可奈美を不正行為、チート、脳筋剣術バカ、キチガイ剣術オタクバーサーカー等と呼んでいたタギツヒメは、何処からともなく可奈美の声が聞こえたせいか、顔を真っ青にし、声を上擦らせながら周りを見回していたが、可奈美の姿が見えないことに顔を歪ませる。

 

「……タギツヒメ、言う事がある。」

 

姫和の声に応えるかのように、タギツヒメは姫和の方へと顔を向ける。

 

「……実はな、この病室は監視カメラで見られていて、スピーカーで向こうに居る可奈美と会話できるようになっている。」

「…………もしかして、今の会話は?」

「全て、可奈美に聞こえている。」

「」

 

タギツヒメは刻が止まったかのように固まっていた。

 

『……ねえ、タギツヒメ。……誰が、脳筋剣術バカで、誰がキチガイ剣術オタクバーサーカーだったけ?』

「いいいえ、いえいえいえいえいえ可奈美お義姉様に、そ、そぉんなことは言っておりませぬぅ!!」

『へぇ。じゃあ、誰が不正行為したのかな?』

「!…………ハイ、可奈美お義姉様本当にスイマセン。本当に、スイマセン。我、心を入れ替えて参る所存でございます。」

 

可奈美は優しげな声で誰が脳筋剣術バカなのか?誰がキチガイ剣術オタクバーサーカーなのかとタギツヒメに尋ねているが、誰もが怒っているということは気付いていた。

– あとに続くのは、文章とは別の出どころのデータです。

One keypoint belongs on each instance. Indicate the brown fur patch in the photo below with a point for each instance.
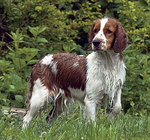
(67, 75)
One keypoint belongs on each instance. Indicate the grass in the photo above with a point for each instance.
(72, 126)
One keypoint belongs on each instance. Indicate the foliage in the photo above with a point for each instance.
(72, 127)
(30, 29)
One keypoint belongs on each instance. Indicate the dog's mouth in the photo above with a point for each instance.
(96, 48)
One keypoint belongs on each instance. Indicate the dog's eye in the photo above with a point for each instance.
(95, 30)
(109, 31)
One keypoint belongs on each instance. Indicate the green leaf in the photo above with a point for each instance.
(42, 40)
(19, 98)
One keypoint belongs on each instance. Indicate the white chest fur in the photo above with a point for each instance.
(105, 73)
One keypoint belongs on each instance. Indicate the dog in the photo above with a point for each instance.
(88, 79)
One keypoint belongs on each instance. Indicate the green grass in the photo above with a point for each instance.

そして、自称神ことタギツヒメはプライドも威厳もかなぐり捨てて監視カメラを前にして綺麗な土下座を敢行していた。

 

こうして、タギツヒメを中心とした一騒動は終わったのであった。

そして――――。

 

 

 

「――――(中略)―――でな、優がな、それでな?――――(省略)―――。」

「……うん、そうなんだ……。」

 

あの告白騒動以来、結芽はタギツヒメに対して憐れみの目で見ることになった。

そして、タギツヒメは結芽の最近の自身の扱いが悪くなっているように思い、悩むこととなる。

 






個人的にあの当時のアメリカ大統領がロシア大統領の十字架のネックレスが母親の形見だと調べ上げたのは凄いことだと思いますね。(なお、元ネタはプーさんと子ブッシュの首脳会談。)

タギツヒメ「……結局、我は更にアホ扱いされとらんか?」
タギツヒメの目下の悩みが増えました。